In your case, there's no telling whether the "glue chars together" in :sequence should have lower or higher precedence than the "alternatives" in :either, and what you got is a valid parse with respect to the grammar.

I succeeded with implementing the failthrough gadget manually:

using PikaParser
const P = PikaParser

r = Dict(
    :regex => P.seq(:expr1),  # toplevel
    :expr1 => P.first(:or => P.seq(:expr1, P.token('|'), :expr2), :expr2),  # precedence level 1
    :expr2 => P.one_or_more(:basic),   # precedence level 2
    :basic => P.first(  # easily decidable single-item base cases
        :char => P.satisfy(isletter),
        :parens => P.seq(P.token('('), :expr1, P.token(')')),
    )
)

g = P.make_grammar([:regex], P.flatten(r))

input = collect("abc|d(e|fg|h)ij|kl")

p = P.parse(g, input)

println(P.traverse_match(g, p, P.find_match_at(g, p, :regex, 1), :regex))

(At precedence level 1, you may also try other combinations of :expr1 and :expr2 operands to change the fixity of the |.)

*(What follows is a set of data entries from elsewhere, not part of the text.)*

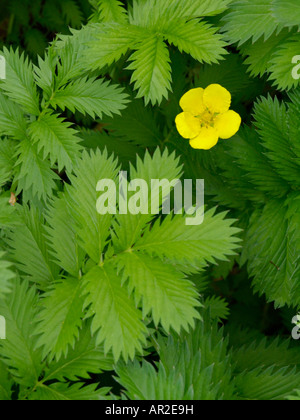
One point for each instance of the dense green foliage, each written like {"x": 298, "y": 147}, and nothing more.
{"x": 141, "y": 306}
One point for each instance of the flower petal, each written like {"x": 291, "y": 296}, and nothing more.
{"x": 227, "y": 124}
{"x": 192, "y": 101}
{"x": 187, "y": 125}
{"x": 207, "y": 138}
{"x": 217, "y": 99}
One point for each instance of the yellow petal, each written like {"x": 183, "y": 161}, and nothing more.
{"x": 217, "y": 99}
{"x": 207, "y": 138}
{"x": 187, "y": 125}
{"x": 192, "y": 101}
{"x": 227, "y": 124}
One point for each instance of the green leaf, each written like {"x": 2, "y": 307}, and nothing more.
{"x": 287, "y": 12}
{"x": 111, "y": 11}
{"x": 64, "y": 392}
{"x": 61, "y": 236}
{"x": 85, "y": 359}
{"x": 273, "y": 125}
{"x": 19, "y": 83}
{"x": 272, "y": 251}
{"x": 5, "y": 384}
{"x": 55, "y": 137}
{"x": 6, "y": 275}
{"x": 249, "y": 19}
{"x": 214, "y": 240}
{"x": 12, "y": 121}
{"x": 161, "y": 166}
{"x": 197, "y": 39}
{"x": 29, "y": 249}
{"x": 164, "y": 292}
{"x": 152, "y": 71}
{"x": 33, "y": 172}
{"x": 17, "y": 351}
{"x": 60, "y": 318}
{"x": 91, "y": 228}
{"x": 92, "y": 97}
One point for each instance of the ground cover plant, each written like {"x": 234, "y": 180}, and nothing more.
{"x": 97, "y": 303}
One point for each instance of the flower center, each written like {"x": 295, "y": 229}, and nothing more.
{"x": 207, "y": 118}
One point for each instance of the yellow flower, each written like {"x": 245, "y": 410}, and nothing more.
{"x": 206, "y": 117}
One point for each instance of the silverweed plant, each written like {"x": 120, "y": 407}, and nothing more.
{"x": 142, "y": 305}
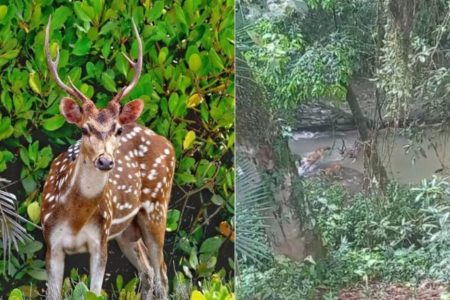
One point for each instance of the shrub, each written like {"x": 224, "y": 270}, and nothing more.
{"x": 187, "y": 85}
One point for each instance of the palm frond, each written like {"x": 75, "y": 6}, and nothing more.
{"x": 12, "y": 233}
{"x": 253, "y": 209}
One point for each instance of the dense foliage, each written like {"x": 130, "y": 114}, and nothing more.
{"x": 368, "y": 238}
{"x": 188, "y": 89}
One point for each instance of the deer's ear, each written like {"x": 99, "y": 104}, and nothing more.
{"x": 131, "y": 111}
{"x": 71, "y": 111}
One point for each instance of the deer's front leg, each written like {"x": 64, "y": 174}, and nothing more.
{"x": 54, "y": 261}
{"x": 98, "y": 250}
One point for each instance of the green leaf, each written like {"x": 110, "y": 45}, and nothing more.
{"x": 60, "y": 17}
{"x": 119, "y": 282}
{"x": 173, "y": 216}
{"x": 34, "y": 211}
{"x": 79, "y": 291}
{"x": 211, "y": 245}
{"x": 38, "y": 274}
{"x": 108, "y": 82}
{"x": 80, "y": 12}
{"x": 6, "y": 130}
{"x": 195, "y": 62}
{"x": 188, "y": 139}
{"x": 15, "y": 294}
{"x": 34, "y": 82}
{"x": 29, "y": 184}
{"x": 3, "y": 11}
{"x": 82, "y": 47}
{"x": 156, "y": 10}
{"x": 215, "y": 59}
{"x": 6, "y": 100}
{"x": 53, "y": 123}
{"x": 217, "y": 200}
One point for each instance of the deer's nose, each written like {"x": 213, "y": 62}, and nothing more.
{"x": 104, "y": 163}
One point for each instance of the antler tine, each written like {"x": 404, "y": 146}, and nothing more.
{"x": 53, "y": 67}
{"x": 136, "y": 65}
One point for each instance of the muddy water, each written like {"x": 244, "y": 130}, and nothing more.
{"x": 403, "y": 167}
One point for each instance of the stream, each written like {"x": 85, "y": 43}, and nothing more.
{"x": 403, "y": 167}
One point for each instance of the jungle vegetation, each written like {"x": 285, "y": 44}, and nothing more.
{"x": 388, "y": 239}
{"x": 187, "y": 85}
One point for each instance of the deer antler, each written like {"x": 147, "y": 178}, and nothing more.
{"x": 53, "y": 67}
{"x": 136, "y": 65}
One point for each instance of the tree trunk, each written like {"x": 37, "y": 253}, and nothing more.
{"x": 373, "y": 167}
{"x": 259, "y": 139}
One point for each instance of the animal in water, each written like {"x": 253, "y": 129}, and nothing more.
{"x": 113, "y": 183}
{"x": 309, "y": 163}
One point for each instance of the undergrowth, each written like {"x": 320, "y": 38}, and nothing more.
{"x": 401, "y": 236}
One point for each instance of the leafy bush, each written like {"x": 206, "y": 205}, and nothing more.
{"x": 399, "y": 237}
{"x": 187, "y": 86}
{"x": 403, "y": 217}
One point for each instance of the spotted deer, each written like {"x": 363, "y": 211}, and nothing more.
{"x": 114, "y": 183}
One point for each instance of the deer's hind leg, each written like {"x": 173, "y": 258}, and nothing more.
{"x": 136, "y": 253}
{"x": 153, "y": 236}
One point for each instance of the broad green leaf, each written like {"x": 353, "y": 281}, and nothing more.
{"x": 163, "y": 55}
{"x": 60, "y": 16}
{"x": 217, "y": 200}
{"x": 189, "y": 139}
{"x": 38, "y": 274}
{"x": 215, "y": 59}
{"x": 82, "y": 47}
{"x": 211, "y": 245}
{"x": 53, "y": 123}
{"x": 3, "y": 11}
{"x": 108, "y": 82}
{"x": 173, "y": 216}
{"x": 34, "y": 82}
{"x": 195, "y": 62}
{"x": 15, "y": 294}
{"x": 119, "y": 282}
{"x": 156, "y": 11}
{"x": 6, "y": 130}
{"x": 34, "y": 211}
{"x": 196, "y": 295}
{"x": 194, "y": 100}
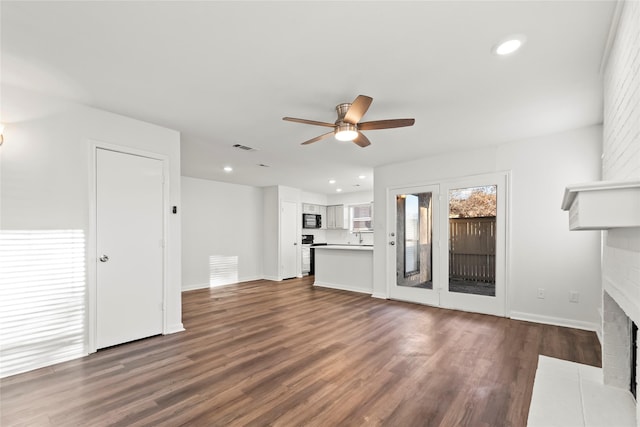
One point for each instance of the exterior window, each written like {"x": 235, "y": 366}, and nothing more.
{"x": 361, "y": 218}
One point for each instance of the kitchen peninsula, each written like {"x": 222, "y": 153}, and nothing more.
{"x": 346, "y": 267}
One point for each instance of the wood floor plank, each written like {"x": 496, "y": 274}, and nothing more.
{"x": 288, "y": 354}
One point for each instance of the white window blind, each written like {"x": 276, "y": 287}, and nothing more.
{"x": 42, "y": 298}
{"x": 223, "y": 270}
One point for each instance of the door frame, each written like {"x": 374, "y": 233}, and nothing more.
{"x": 418, "y": 295}
{"x": 91, "y": 248}
{"x": 442, "y": 228}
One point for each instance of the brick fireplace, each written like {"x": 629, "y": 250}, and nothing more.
{"x": 621, "y": 162}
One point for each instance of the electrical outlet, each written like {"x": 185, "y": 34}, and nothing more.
{"x": 574, "y": 296}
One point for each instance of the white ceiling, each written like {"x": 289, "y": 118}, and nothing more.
{"x": 225, "y": 73}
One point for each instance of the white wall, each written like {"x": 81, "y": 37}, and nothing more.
{"x": 45, "y": 173}
{"x": 220, "y": 220}
{"x": 541, "y": 251}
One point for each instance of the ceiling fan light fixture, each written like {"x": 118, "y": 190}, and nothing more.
{"x": 509, "y": 45}
{"x": 346, "y": 132}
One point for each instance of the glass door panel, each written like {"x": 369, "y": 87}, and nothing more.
{"x": 473, "y": 260}
{"x": 472, "y": 240}
{"x": 412, "y": 244}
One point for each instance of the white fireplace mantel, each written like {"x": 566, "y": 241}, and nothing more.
{"x": 602, "y": 205}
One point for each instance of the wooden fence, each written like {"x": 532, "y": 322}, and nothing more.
{"x": 472, "y": 249}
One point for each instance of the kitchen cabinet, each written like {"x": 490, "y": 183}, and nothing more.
{"x": 310, "y": 208}
{"x": 337, "y": 217}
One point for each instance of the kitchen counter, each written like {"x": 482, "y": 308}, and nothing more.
{"x": 346, "y": 247}
{"x": 346, "y": 267}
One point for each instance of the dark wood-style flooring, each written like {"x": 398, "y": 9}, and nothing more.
{"x": 286, "y": 354}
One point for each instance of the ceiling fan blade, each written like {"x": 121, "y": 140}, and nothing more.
{"x": 386, "y": 124}
{"x": 309, "y": 122}
{"x": 358, "y": 108}
{"x": 318, "y": 138}
{"x": 361, "y": 140}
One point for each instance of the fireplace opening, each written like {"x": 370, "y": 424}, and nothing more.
{"x": 634, "y": 359}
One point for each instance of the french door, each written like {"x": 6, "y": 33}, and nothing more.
{"x": 447, "y": 244}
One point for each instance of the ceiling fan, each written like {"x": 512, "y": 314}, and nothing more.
{"x": 347, "y": 127}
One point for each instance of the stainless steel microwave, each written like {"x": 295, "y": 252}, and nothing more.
{"x": 311, "y": 221}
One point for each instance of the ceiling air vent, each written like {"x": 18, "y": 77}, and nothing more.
{"x": 243, "y": 147}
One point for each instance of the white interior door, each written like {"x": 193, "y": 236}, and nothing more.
{"x": 129, "y": 245}
{"x": 289, "y": 258}
{"x": 413, "y": 242}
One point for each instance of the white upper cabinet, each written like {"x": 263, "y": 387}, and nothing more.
{"x": 337, "y": 217}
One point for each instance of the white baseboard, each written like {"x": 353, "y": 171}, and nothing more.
{"x": 342, "y": 288}
{"x": 556, "y": 321}
{"x": 194, "y": 287}
{"x": 172, "y": 329}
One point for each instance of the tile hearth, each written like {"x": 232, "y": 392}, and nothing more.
{"x": 570, "y": 394}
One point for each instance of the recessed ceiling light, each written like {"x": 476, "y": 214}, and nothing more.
{"x": 509, "y": 45}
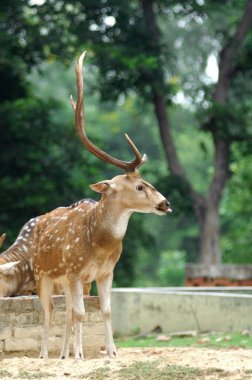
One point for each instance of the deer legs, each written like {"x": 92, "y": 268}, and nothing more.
{"x": 104, "y": 289}
{"x": 75, "y": 311}
{"x": 69, "y": 321}
{"x": 46, "y": 288}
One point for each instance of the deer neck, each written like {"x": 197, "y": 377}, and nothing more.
{"x": 113, "y": 218}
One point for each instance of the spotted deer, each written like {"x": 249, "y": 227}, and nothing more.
{"x": 84, "y": 243}
{"x": 16, "y": 263}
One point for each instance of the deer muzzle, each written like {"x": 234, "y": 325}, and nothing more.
{"x": 164, "y": 206}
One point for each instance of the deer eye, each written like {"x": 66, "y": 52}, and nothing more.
{"x": 139, "y": 187}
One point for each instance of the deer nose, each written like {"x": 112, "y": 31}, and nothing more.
{"x": 165, "y": 206}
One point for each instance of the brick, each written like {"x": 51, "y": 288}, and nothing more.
{"x": 55, "y": 345}
{"x": 28, "y": 319}
{"x": 21, "y": 344}
{"x": 92, "y": 328}
{"x": 57, "y": 331}
{"x": 5, "y": 332}
{"x": 93, "y": 340}
{"x": 59, "y": 318}
{"x": 28, "y": 332}
{"x": 91, "y": 352}
{"x": 95, "y": 317}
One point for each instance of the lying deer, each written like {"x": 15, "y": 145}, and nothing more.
{"x": 16, "y": 263}
{"x": 84, "y": 243}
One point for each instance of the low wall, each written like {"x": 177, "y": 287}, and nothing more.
{"x": 21, "y": 325}
{"x": 181, "y": 309}
{"x": 218, "y": 275}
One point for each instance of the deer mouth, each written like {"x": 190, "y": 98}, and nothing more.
{"x": 163, "y": 207}
{"x": 161, "y": 210}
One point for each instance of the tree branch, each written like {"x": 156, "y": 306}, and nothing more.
{"x": 226, "y": 72}
{"x": 228, "y": 54}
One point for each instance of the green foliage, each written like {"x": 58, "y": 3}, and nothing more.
{"x": 237, "y": 210}
{"x": 43, "y": 165}
{"x": 171, "y": 269}
{"x": 214, "y": 340}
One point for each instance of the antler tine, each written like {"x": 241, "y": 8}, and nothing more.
{"x": 2, "y": 238}
{"x": 78, "y": 109}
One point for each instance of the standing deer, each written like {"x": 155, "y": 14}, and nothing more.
{"x": 84, "y": 243}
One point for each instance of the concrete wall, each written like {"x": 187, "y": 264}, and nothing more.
{"x": 21, "y": 325}
{"x": 180, "y": 309}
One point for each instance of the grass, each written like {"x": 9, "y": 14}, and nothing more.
{"x": 5, "y": 374}
{"x": 34, "y": 374}
{"x": 154, "y": 370}
{"x": 214, "y": 340}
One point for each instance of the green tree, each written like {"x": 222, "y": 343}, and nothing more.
{"x": 132, "y": 54}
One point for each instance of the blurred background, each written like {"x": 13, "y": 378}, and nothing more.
{"x": 175, "y": 76}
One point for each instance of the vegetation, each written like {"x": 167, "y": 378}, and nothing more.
{"x": 213, "y": 340}
{"x": 145, "y": 56}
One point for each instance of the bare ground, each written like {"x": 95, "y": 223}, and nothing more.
{"x": 218, "y": 364}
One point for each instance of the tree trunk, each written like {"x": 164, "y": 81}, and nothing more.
{"x": 205, "y": 207}
{"x": 209, "y": 244}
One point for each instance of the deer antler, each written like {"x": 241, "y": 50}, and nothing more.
{"x": 2, "y": 237}
{"x": 80, "y": 128}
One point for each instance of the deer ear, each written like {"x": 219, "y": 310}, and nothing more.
{"x": 8, "y": 268}
{"x": 103, "y": 187}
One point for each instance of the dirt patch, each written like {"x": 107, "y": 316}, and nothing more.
{"x": 211, "y": 364}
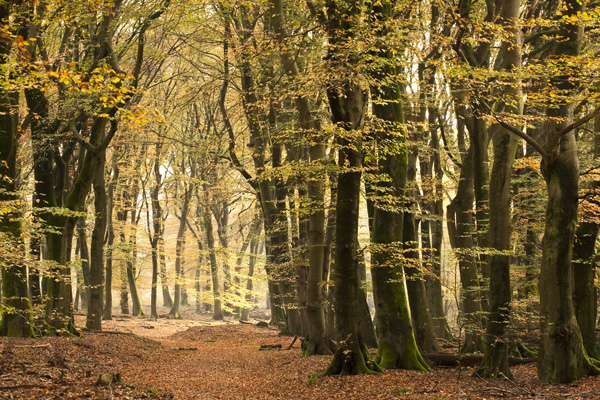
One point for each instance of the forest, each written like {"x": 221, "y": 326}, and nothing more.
{"x": 398, "y": 183}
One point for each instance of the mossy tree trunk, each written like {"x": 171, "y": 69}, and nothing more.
{"x": 415, "y": 281}
{"x": 260, "y": 122}
{"x": 495, "y": 361}
{"x": 348, "y": 103}
{"x": 584, "y": 269}
{"x": 179, "y": 249}
{"x": 96, "y": 288}
{"x": 562, "y": 356}
{"x": 460, "y": 231}
{"x": 212, "y": 256}
{"x": 397, "y": 344}
{"x": 17, "y": 317}
{"x": 317, "y": 343}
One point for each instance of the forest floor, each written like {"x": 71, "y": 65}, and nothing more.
{"x": 195, "y": 358}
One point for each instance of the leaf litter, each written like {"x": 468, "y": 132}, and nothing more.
{"x": 196, "y": 358}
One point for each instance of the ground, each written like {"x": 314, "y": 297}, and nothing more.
{"x": 194, "y": 358}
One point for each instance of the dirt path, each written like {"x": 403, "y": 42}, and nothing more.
{"x": 137, "y": 358}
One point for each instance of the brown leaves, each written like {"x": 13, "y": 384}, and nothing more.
{"x": 225, "y": 364}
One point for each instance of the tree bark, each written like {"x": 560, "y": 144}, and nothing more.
{"x": 495, "y": 362}
{"x": 561, "y": 357}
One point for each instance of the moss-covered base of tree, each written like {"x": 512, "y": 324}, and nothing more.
{"x": 175, "y": 315}
{"x": 352, "y": 359}
{"x": 15, "y": 325}
{"x": 520, "y": 350}
{"x": 67, "y": 329}
{"x": 569, "y": 370}
{"x": 495, "y": 362}
{"x": 316, "y": 347}
{"x": 387, "y": 357}
{"x": 474, "y": 343}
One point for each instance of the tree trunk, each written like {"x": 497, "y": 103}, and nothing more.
{"x": 179, "y": 248}
{"x": 584, "y": 270}
{"x": 212, "y": 256}
{"x": 561, "y": 356}
{"x": 94, "y": 314}
{"x": 348, "y": 103}
{"x": 460, "y": 230}
{"x": 495, "y": 361}
{"x": 17, "y": 318}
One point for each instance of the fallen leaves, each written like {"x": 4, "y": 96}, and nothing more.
{"x": 197, "y": 359}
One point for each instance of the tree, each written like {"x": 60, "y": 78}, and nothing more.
{"x": 562, "y": 357}
{"x": 16, "y": 309}
{"x": 348, "y": 104}
{"x": 495, "y": 363}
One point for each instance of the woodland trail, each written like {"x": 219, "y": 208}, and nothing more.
{"x": 137, "y": 358}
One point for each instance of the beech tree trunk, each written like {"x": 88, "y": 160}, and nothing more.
{"x": 348, "y": 103}
{"x": 561, "y": 356}
{"x": 495, "y": 362}
{"x": 212, "y": 256}
{"x": 17, "y": 319}
{"x": 585, "y": 296}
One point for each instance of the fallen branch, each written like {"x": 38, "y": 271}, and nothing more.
{"x": 293, "y": 341}
{"x": 33, "y": 346}
{"x": 270, "y": 347}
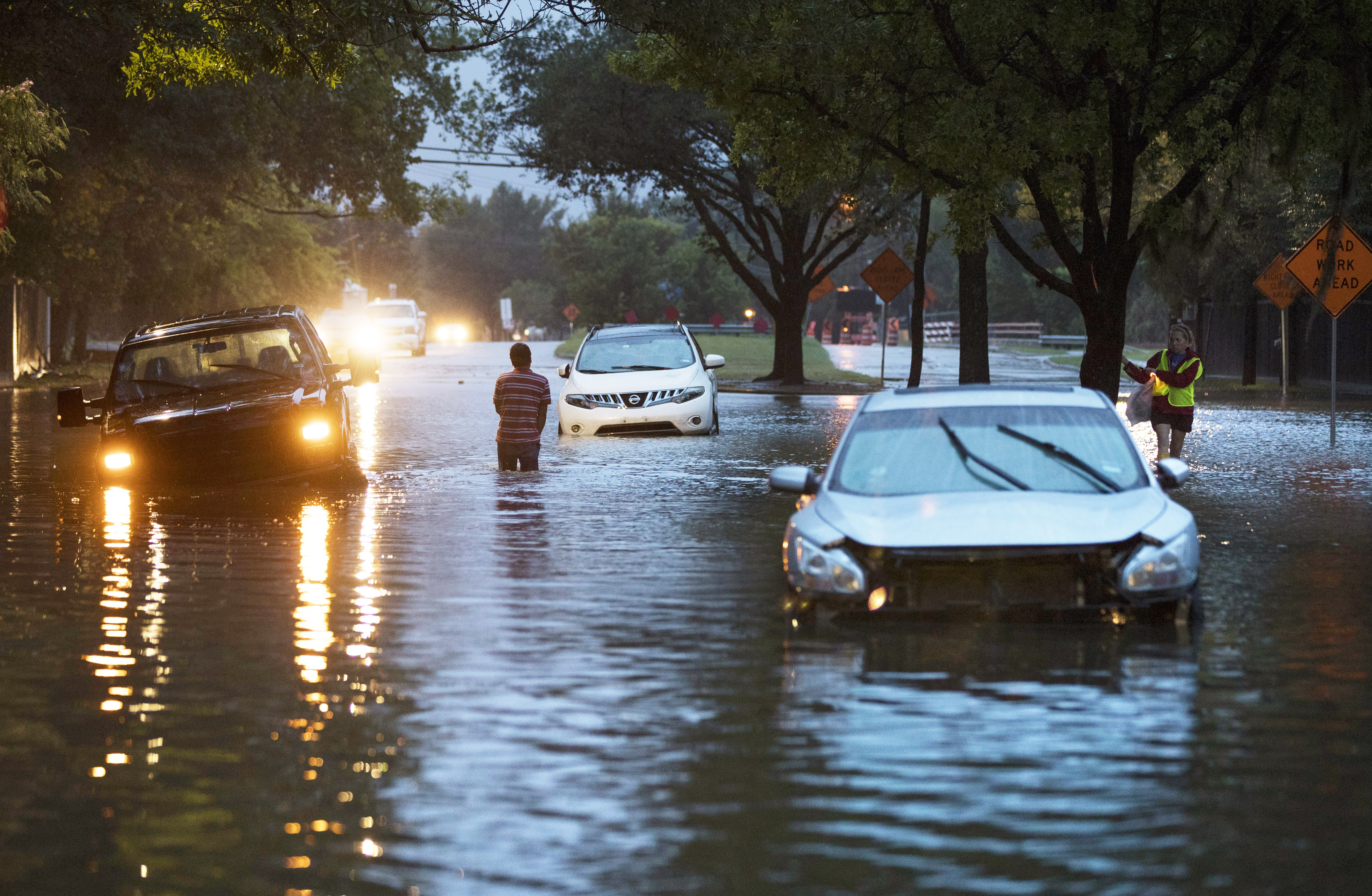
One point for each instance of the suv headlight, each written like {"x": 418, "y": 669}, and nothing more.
{"x": 580, "y": 401}
{"x": 1172, "y": 566}
{"x": 814, "y": 569}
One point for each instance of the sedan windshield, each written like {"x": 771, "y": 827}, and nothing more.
{"x": 196, "y": 363}
{"x": 925, "y": 451}
{"x": 649, "y": 352}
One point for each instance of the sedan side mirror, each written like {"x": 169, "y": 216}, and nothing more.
{"x": 71, "y": 408}
{"x": 366, "y": 367}
{"x": 795, "y": 478}
{"x": 1172, "y": 473}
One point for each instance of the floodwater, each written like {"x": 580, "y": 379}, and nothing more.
{"x": 463, "y": 681}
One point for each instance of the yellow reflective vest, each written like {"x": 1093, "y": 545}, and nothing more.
{"x": 1178, "y": 396}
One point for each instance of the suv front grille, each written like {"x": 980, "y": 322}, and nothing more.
{"x": 633, "y": 401}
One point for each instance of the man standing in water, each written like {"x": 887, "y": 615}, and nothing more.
{"x": 522, "y": 400}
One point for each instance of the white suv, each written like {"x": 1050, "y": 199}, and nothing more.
{"x": 643, "y": 378}
{"x": 398, "y": 324}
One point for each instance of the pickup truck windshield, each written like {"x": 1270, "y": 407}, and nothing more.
{"x": 390, "y": 311}
{"x": 649, "y": 352}
{"x": 196, "y": 363}
{"x": 909, "y": 452}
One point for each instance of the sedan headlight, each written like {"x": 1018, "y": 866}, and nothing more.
{"x": 1154, "y": 569}
{"x": 119, "y": 460}
{"x": 815, "y": 569}
{"x": 316, "y": 431}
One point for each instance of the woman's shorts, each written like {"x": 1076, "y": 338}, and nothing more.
{"x": 1182, "y": 423}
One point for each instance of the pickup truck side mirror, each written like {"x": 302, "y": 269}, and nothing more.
{"x": 72, "y": 408}
{"x": 795, "y": 478}
{"x": 1172, "y": 473}
{"x": 366, "y": 367}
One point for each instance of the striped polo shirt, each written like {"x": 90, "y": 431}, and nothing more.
{"x": 519, "y": 394}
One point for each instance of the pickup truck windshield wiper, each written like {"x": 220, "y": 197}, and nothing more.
{"x": 1065, "y": 456}
{"x": 968, "y": 456}
{"x": 194, "y": 389}
{"x": 249, "y": 367}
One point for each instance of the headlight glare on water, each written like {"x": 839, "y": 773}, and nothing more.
{"x": 119, "y": 460}
{"x": 316, "y": 431}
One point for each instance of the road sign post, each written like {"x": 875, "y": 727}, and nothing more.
{"x": 1335, "y": 267}
{"x": 887, "y": 276}
{"x": 1281, "y": 287}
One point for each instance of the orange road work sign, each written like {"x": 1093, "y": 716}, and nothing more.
{"x": 888, "y": 276}
{"x": 822, "y": 289}
{"x": 1278, "y": 285}
{"x": 1344, "y": 274}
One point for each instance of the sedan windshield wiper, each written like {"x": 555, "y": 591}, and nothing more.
{"x": 1065, "y": 456}
{"x": 249, "y": 367}
{"x": 965, "y": 455}
{"x": 194, "y": 389}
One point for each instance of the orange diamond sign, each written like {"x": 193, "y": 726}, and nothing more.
{"x": 822, "y": 289}
{"x": 1278, "y": 285}
{"x": 888, "y": 276}
{"x": 1342, "y": 269}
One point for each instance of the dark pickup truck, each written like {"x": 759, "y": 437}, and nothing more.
{"x": 222, "y": 399}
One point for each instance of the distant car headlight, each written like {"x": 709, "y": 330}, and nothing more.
{"x": 1154, "y": 569}
{"x": 814, "y": 569}
{"x": 119, "y": 460}
{"x": 316, "y": 431}
{"x": 580, "y": 401}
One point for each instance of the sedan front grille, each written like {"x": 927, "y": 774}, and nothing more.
{"x": 633, "y": 401}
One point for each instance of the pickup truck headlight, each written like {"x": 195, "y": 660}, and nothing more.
{"x": 817, "y": 569}
{"x": 1171, "y": 566}
{"x": 580, "y": 401}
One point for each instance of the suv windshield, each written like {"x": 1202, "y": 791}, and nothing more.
{"x": 390, "y": 311}
{"x": 194, "y": 363}
{"x": 909, "y": 452}
{"x": 647, "y": 352}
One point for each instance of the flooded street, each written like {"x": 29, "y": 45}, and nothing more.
{"x": 577, "y": 681}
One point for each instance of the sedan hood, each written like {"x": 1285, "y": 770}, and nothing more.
{"x": 991, "y": 519}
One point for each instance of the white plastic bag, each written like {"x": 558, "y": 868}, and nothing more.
{"x": 1139, "y": 405}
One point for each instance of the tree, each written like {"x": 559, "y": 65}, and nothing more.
{"x": 1108, "y": 116}
{"x": 591, "y": 127}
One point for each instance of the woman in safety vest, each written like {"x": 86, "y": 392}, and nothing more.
{"x": 1174, "y": 372}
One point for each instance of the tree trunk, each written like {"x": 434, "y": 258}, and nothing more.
{"x": 917, "y": 301}
{"x": 83, "y": 326}
{"x": 788, "y": 342}
{"x": 975, "y": 349}
{"x": 1105, "y": 316}
{"x": 1251, "y": 342}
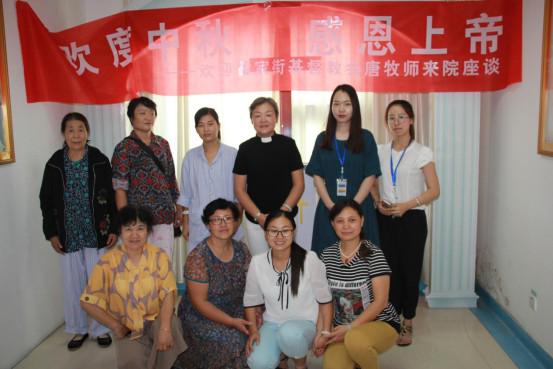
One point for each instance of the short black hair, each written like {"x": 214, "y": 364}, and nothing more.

On the string abc|d(e|fg|h)ij|kl it should give (with a bit of juliaformatter) something like:

regex(
    expr1(
        or(
            expr1(
                or(
                    expr1(expr2(basic(char()), basic(char()), basic(char()))),
                    var"or-2"(),
                    expr2(
                        basic(char()),
                        basic(
                            parens(
                                var"parens-1"(),
                                expr1(
                                    or(
                                        expr1(
                                            or(
                                                expr1(expr2(basic(char()))),
                                                var"or-2"(),
                                                expr2(basic(char()), basic(char())),
                                            ),
                                        ),
                                        var"or-2"(),
                                        expr2(basic(char())),
                                    ),
                                ),
                                var"parens-3"(),
                            ),
                        ),
                        basic(char()),
                        basic(char()),
                    ),
                ),
            ),
            var"or-2"(),
            expr2(basic(char()), basic(char())),
        ),
    ),
)

I don't see the immediate issue why your parser would produce the "bad" parsetree, but I expect the problem to be a bad interplay of greedy matching and left-recursion problems, which always gives surprises. In this case, if you'd parse with normal recursive descent, you would expect the :sequence rule to expand to :expr, then try :either which again tries :sequence at the same position and then loops forever. Pikaparser fixes this by reconstructing the parsetree from the end, and prefers matching the b|c as a continuation in ab|c as a higher-priority :either, which is a perfectly valid :expr (even better match than the :char because it doesn't produce failure later), but that doesn't give you the way to glue the chars together. In short, "priority" in first isn't the same thing as "precedence".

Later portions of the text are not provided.